NAR supported committee passage because the bill represents a long-term solution to NFIP and a breakthrough of the two-year deadlock that has resulted in 12 short-term extensions and two brief lapses so far. The bill is not only a sensible, bipartisan pathway forward, but also includes numerous NAR-championed provisions and is consistent with long-standing NAR policy principles.
Next, the House of Representatives must vote on the measure but the timing is not yet clear. NAR will urge the House to take up the NFIP Reauthorization Act at the first available opportunity and move the bill to the United States Senate. Currently, NFIP’s flood-insurance-writing authority is next set to expire on September 30, 2019.

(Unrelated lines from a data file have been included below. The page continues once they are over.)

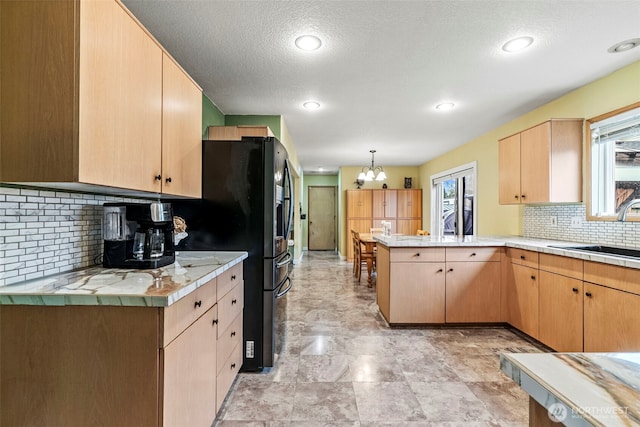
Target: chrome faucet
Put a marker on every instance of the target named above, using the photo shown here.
(622, 216)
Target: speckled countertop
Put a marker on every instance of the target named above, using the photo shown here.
(580, 389)
(123, 287)
(400, 241)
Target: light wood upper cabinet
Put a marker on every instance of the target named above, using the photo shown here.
(181, 132)
(83, 100)
(410, 203)
(359, 204)
(235, 133)
(384, 204)
(542, 164)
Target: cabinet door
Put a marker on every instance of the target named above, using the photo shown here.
(181, 132)
(384, 204)
(189, 383)
(120, 100)
(523, 300)
(611, 319)
(560, 312)
(472, 292)
(410, 203)
(359, 204)
(509, 170)
(535, 155)
(417, 293)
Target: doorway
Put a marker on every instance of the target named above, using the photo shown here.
(322, 218)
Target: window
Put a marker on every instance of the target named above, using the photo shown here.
(453, 201)
(614, 142)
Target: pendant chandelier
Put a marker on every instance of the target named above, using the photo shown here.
(369, 173)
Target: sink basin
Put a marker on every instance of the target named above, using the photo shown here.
(605, 250)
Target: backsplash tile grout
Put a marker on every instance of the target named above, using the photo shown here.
(44, 232)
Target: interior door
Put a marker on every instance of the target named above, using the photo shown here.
(322, 218)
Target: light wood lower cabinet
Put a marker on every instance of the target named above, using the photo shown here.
(560, 319)
(142, 366)
(611, 319)
(189, 392)
(522, 300)
(434, 285)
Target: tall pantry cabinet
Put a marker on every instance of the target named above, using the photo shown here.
(90, 98)
(367, 208)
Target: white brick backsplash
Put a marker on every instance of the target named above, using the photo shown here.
(45, 232)
(536, 222)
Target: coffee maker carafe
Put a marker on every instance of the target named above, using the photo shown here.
(138, 235)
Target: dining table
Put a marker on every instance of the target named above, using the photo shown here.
(370, 245)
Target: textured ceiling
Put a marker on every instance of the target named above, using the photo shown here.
(384, 65)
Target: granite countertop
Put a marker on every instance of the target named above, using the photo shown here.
(159, 287)
(543, 246)
(601, 389)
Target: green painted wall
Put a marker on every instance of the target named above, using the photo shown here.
(211, 115)
(272, 121)
(616, 90)
(311, 181)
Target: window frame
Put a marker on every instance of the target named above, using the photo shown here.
(591, 174)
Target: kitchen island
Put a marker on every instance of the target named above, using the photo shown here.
(123, 347)
(578, 389)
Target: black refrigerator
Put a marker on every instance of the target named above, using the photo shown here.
(247, 205)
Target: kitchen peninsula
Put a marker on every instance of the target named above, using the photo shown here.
(123, 347)
(570, 300)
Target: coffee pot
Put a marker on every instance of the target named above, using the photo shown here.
(138, 235)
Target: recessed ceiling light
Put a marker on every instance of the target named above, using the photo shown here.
(308, 42)
(311, 105)
(445, 106)
(517, 44)
(624, 46)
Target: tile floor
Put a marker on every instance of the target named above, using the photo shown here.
(342, 366)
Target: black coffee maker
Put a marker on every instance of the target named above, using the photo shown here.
(138, 235)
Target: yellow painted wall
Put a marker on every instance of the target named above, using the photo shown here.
(347, 177)
(616, 90)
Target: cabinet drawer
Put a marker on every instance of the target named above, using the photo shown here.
(613, 276)
(177, 317)
(565, 266)
(481, 254)
(523, 257)
(227, 374)
(417, 255)
(229, 279)
(229, 306)
(228, 340)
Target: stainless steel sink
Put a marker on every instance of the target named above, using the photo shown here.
(605, 250)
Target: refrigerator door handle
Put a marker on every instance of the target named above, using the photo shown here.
(286, 259)
(282, 293)
(288, 197)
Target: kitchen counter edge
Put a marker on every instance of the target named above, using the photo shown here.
(159, 287)
(537, 245)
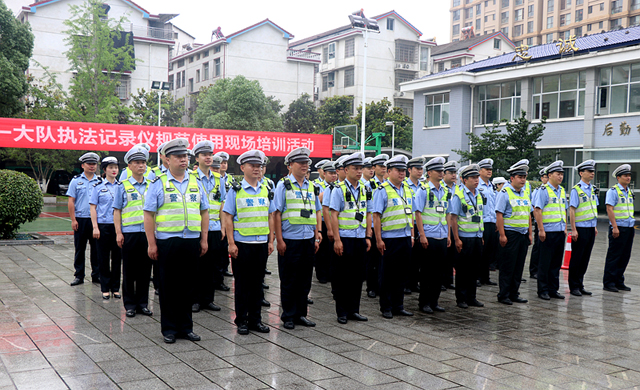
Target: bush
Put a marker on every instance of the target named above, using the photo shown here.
(20, 202)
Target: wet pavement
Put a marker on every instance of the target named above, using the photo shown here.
(53, 336)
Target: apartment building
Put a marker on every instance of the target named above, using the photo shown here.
(395, 55)
(534, 22)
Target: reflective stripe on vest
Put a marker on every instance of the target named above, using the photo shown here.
(253, 213)
(624, 208)
(347, 217)
(555, 209)
(520, 210)
(133, 213)
(394, 216)
(179, 211)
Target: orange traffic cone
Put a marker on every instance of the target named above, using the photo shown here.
(567, 252)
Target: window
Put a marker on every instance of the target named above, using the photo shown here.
(436, 110)
(349, 79)
(559, 96)
(498, 101)
(349, 47)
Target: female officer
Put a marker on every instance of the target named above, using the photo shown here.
(101, 202)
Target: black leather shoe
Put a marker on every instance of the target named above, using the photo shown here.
(304, 322)
(192, 337)
(426, 309)
(358, 317)
(259, 327)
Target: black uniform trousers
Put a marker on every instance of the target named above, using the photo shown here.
(177, 258)
(136, 271)
(347, 275)
(580, 255)
(248, 272)
(110, 258)
(551, 255)
(432, 263)
(296, 270)
(490, 237)
(80, 238)
(618, 255)
(512, 258)
(468, 268)
(392, 271)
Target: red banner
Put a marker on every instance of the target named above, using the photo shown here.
(41, 134)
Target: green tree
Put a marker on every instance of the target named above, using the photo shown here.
(301, 116)
(98, 63)
(236, 104)
(16, 47)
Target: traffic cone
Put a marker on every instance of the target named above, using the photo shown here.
(567, 253)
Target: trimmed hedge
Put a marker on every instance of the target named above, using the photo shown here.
(20, 202)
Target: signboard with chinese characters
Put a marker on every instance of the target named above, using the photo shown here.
(41, 134)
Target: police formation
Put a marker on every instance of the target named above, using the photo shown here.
(397, 225)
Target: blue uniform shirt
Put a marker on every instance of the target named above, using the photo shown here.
(489, 210)
(438, 231)
(230, 208)
(380, 204)
(542, 199)
(337, 204)
(289, 231)
(120, 202)
(102, 196)
(455, 207)
(209, 183)
(155, 199)
(612, 199)
(574, 201)
(80, 189)
(504, 207)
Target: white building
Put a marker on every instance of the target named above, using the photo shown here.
(259, 52)
(395, 55)
(152, 40)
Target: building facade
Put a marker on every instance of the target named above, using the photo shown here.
(152, 40)
(589, 91)
(534, 22)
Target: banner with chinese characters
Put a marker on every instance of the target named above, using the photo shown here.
(41, 134)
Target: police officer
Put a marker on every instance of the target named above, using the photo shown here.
(490, 234)
(619, 203)
(128, 219)
(513, 219)
(78, 193)
(535, 251)
(550, 212)
(350, 205)
(298, 229)
(467, 209)
(247, 217)
(176, 209)
(431, 208)
(207, 275)
(393, 224)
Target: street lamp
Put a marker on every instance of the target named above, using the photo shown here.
(393, 136)
(360, 22)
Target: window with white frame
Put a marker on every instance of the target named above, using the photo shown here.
(498, 101)
(436, 110)
(559, 96)
(619, 90)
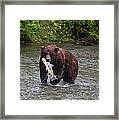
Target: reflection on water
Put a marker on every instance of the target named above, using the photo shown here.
(86, 85)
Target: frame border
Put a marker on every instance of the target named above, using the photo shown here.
(59, 2)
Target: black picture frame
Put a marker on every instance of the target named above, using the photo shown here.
(2, 59)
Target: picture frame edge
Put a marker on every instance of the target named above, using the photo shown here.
(2, 63)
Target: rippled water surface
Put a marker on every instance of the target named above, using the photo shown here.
(86, 84)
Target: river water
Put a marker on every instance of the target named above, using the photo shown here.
(86, 84)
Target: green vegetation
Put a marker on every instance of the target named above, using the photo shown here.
(84, 32)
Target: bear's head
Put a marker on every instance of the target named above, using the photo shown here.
(49, 52)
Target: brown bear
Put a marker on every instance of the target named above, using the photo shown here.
(65, 64)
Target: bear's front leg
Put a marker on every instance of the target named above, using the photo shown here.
(59, 76)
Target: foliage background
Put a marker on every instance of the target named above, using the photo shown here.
(83, 32)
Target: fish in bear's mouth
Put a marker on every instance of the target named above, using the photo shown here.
(50, 74)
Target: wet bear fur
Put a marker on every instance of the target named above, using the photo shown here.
(65, 64)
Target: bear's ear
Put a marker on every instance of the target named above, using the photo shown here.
(56, 49)
(42, 47)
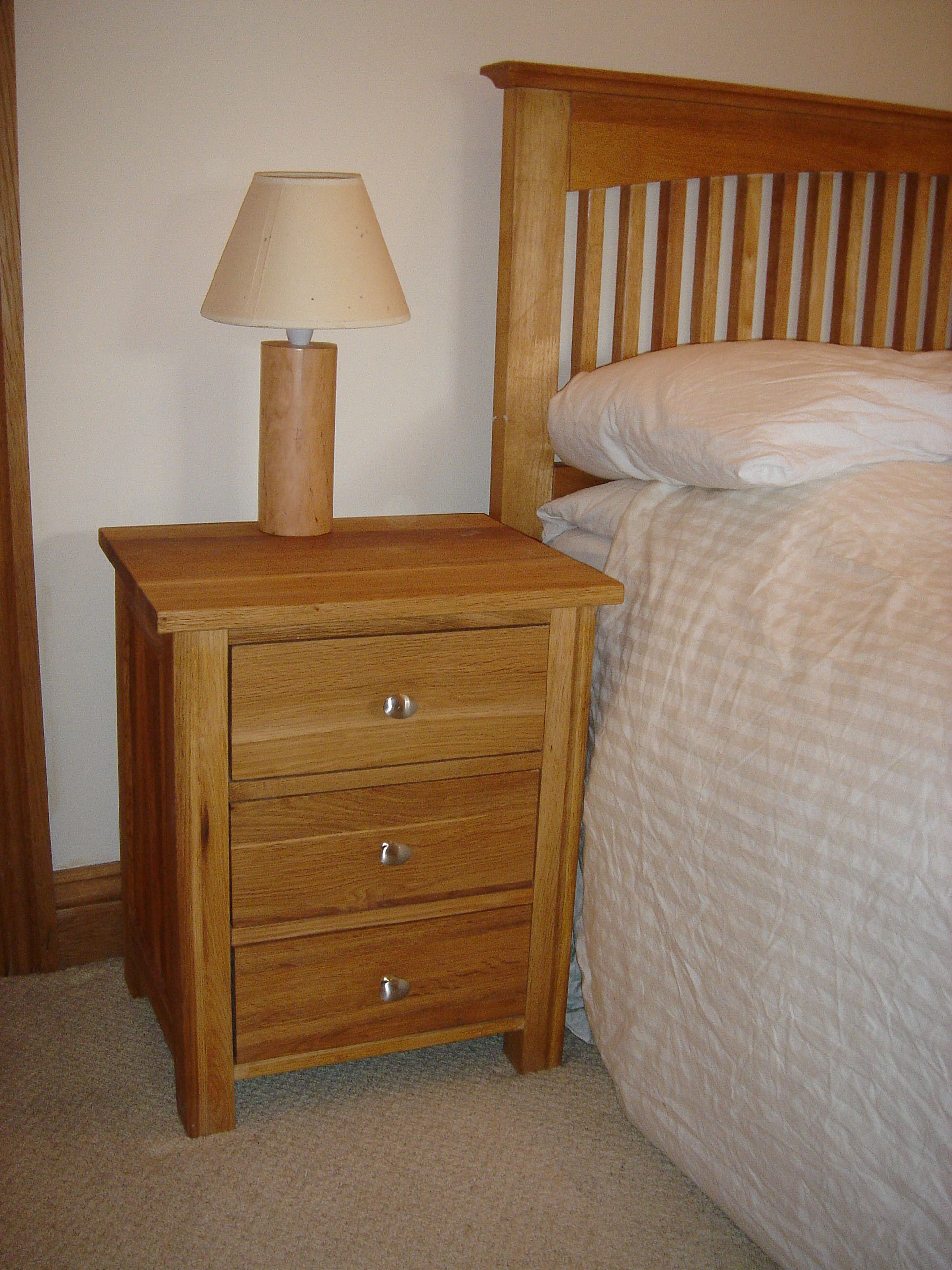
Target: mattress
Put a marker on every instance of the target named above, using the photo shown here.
(766, 940)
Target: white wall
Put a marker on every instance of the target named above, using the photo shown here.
(140, 126)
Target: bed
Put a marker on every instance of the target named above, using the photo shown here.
(764, 931)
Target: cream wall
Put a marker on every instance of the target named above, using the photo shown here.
(140, 126)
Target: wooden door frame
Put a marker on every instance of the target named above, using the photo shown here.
(28, 932)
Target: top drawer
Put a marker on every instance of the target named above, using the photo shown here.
(319, 705)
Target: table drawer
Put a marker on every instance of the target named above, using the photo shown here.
(324, 991)
(319, 705)
(323, 854)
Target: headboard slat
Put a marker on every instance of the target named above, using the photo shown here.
(631, 258)
(937, 297)
(753, 196)
(912, 262)
(784, 225)
(822, 243)
(674, 263)
(588, 278)
(664, 209)
(850, 250)
(884, 261)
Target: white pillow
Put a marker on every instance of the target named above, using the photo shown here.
(729, 415)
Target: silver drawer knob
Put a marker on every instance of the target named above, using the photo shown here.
(393, 988)
(394, 854)
(399, 707)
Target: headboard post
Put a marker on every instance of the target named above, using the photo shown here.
(528, 301)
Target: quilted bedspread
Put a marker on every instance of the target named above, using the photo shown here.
(766, 944)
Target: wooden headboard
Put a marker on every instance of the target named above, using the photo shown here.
(855, 247)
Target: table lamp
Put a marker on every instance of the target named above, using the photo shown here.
(306, 252)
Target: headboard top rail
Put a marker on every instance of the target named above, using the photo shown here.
(582, 79)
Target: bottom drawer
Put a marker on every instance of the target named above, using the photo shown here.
(324, 991)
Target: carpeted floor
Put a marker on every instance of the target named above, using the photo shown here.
(441, 1157)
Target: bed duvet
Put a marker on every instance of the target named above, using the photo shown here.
(766, 941)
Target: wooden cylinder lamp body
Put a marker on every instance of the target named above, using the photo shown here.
(296, 447)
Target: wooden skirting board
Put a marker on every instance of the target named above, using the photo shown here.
(89, 913)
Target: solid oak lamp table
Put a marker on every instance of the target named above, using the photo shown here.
(351, 775)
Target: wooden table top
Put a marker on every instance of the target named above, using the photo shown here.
(204, 577)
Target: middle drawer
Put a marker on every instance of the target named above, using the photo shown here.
(362, 849)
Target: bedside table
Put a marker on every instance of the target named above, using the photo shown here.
(351, 778)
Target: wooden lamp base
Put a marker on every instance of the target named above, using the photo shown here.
(296, 446)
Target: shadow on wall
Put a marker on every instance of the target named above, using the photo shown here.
(78, 670)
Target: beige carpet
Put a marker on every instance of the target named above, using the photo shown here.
(442, 1157)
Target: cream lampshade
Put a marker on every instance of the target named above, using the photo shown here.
(305, 253)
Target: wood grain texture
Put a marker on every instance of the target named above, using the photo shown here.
(363, 573)
(627, 130)
(320, 854)
(528, 303)
(674, 256)
(327, 782)
(28, 928)
(310, 917)
(89, 913)
(540, 1044)
(807, 272)
(297, 996)
(940, 288)
(850, 247)
(814, 297)
(205, 1077)
(398, 915)
(319, 705)
(588, 280)
(879, 275)
(708, 262)
(296, 437)
(629, 272)
(747, 244)
(780, 267)
(375, 1048)
(912, 263)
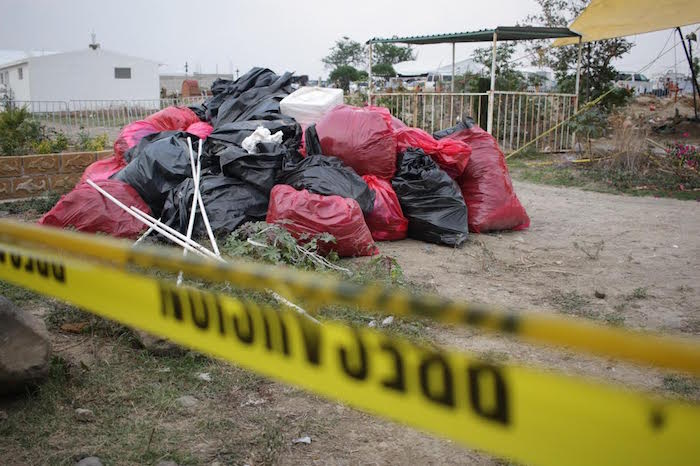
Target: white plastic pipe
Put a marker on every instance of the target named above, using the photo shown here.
(195, 180)
(174, 232)
(142, 219)
(205, 217)
(142, 237)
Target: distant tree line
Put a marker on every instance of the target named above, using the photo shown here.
(347, 58)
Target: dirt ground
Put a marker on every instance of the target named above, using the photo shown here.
(642, 253)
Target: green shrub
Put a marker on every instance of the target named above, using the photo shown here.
(91, 144)
(18, 131)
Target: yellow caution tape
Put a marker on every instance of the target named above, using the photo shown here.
(317, 290)
(508, 410)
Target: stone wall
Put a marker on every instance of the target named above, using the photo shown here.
(34, 175)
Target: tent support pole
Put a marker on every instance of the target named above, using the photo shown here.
(578, 69)
(696, 88)
(492, 95)
(452, 88)
(369, 73)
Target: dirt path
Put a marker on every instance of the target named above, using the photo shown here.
(643, 253)
(647, 266)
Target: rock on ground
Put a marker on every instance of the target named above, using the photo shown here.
(84, 415)
(24, 348)
(157, 345)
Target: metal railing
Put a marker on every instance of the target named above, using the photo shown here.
(94, 117)
(431, 111)
(518, 117)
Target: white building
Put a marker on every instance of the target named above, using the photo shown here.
(89, 74)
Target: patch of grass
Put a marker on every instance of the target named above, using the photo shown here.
(638, 293)
(138, 421)
(570, 302)
(680, 384)
(615, 320)
(35, 205)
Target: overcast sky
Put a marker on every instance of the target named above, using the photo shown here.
(282, 35)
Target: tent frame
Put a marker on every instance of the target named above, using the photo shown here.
(503, 33)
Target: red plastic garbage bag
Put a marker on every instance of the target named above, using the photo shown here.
(450, 154)
(302, 212)
(131, 134)
(201, 129)
(103, 169)
(396, 123)
(386, 221)
(486, 185)
(87, 210)
(361, 137)
(173, 119)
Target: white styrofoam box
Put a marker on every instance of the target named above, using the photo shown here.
(308, 104)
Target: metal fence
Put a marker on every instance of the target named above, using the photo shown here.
(518, 117)
(93, 117)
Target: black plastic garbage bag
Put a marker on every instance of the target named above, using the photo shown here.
(229, 203)
(328, 176)
(260, 169)
(311, 141)
(223, 89)
(158, 163)
(234, 133)
(259, 103)
(461, 125)
(254, 96)
(431, 200)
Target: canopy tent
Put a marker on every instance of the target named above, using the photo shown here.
(606, 19)
(484, 35)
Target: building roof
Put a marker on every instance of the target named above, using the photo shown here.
(484, 35)
(17, 57)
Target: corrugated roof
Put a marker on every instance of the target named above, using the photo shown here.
(484, 35)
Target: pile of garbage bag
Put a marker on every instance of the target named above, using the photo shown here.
(357, 173)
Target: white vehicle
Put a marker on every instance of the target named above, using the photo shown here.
(639, 83)
(435, 78)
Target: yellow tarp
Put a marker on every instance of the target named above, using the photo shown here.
(605, 19)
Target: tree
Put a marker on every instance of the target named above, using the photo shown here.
(597, 73)
(507, 78)
(385, 70)
(392, 54)
(345, 52)
(343, 75)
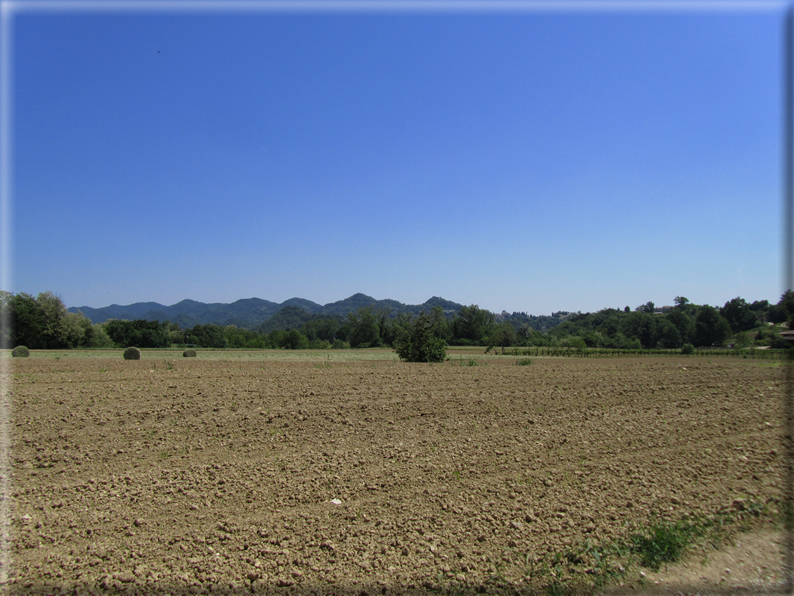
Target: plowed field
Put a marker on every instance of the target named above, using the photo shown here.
(197, 475)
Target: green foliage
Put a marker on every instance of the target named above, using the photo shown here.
(20, 352)
(144, 334)
(739, 315)
(132, 354)
(711, 328)
(472, 323)
(743, 340)
(663, 542)
(208, 336)
(419, 341)
(470, 362)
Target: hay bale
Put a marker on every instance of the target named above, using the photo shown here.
(20, 352)
(132, 354)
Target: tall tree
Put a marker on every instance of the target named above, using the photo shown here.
(739, 315)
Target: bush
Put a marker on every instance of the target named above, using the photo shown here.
(20, 352)
(132, 354)
(417, 341)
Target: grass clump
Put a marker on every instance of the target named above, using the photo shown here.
(20, 352)
(132, 354)
(664, 542)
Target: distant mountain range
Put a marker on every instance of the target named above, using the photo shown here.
(249, 312)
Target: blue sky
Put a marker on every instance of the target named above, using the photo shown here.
(526, 161)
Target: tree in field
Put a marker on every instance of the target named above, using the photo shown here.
(362, 328)
(711, 328)
(683, 322)
(472, 323)
(739, 315)
(418, 340)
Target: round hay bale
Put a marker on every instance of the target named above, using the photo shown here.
(20, 352)
(132, 354)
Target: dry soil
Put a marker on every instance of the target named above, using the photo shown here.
(177, 476)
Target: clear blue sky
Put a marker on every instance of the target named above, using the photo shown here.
(519, 161)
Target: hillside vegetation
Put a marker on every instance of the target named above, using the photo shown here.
(360, 321)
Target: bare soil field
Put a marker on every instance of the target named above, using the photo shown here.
(252, 474)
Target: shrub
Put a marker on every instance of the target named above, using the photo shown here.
(417, 341)
(20, 352)
(132, 354)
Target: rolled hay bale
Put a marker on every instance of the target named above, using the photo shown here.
(132, 354)
(20, 352)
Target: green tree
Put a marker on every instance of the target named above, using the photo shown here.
(362, 328)
(711, 328)
(208, 336)
(739, 315)
(54, 334)
(683, 322)
(472, 323)
(27, 322)
(418, 340)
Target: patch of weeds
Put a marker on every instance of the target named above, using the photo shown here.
(664, 542)
(325, 363)
(469, 362)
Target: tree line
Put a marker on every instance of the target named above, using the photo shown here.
(43, 322)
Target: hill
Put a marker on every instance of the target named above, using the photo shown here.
(251, 313)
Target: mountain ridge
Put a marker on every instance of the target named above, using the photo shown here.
(249, 312)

Congress Passes VA Loan Bill
The President is expected to sign H.R. 299, the “Blue Water Navy Vietnam Veterans Act.” This legislation includes language which will eliminate the cap on the VA home loan guarantee. Veterans, under this legislation, will be able to purchase any home they qualify for using the VA home loan (with zero down payment).
As introduced, the legislation would slightly increase some of the guarantee fees for all veterans using the VA loan program, in order to pay for the healthcare component. NAR opposed this language, and in conjunction with other groups, was able to mitigate the impact of these increases. NAR will continue to work with the VA on implementing the loan limit provision and assuring all veterans have access to the home loan benefit.
Ohio REALTORS® provided a video update on the state budget and how that may impact the real estate industry. Watch below:
Numerous discussions have taken place about how to move on from the Memorial Day tornadoes. One outcome from these discussions occurred on June 25th, as the Dayton City Commission voted to waive the demolition permit fees for those impacted. It’s estimated that 1,000 structures will need to be torn down in Dayton.
In addition, Montgomery County Auditor Karl Keith and Montgomery County Treasurer Russ Joseph announced that they will be working together to ease the tax burdens on those impacted by the tornadoes. As Ohio REALTORS® has noted, the county auditor has the authority to evaluate properties that incur damage from fires and natural disasters.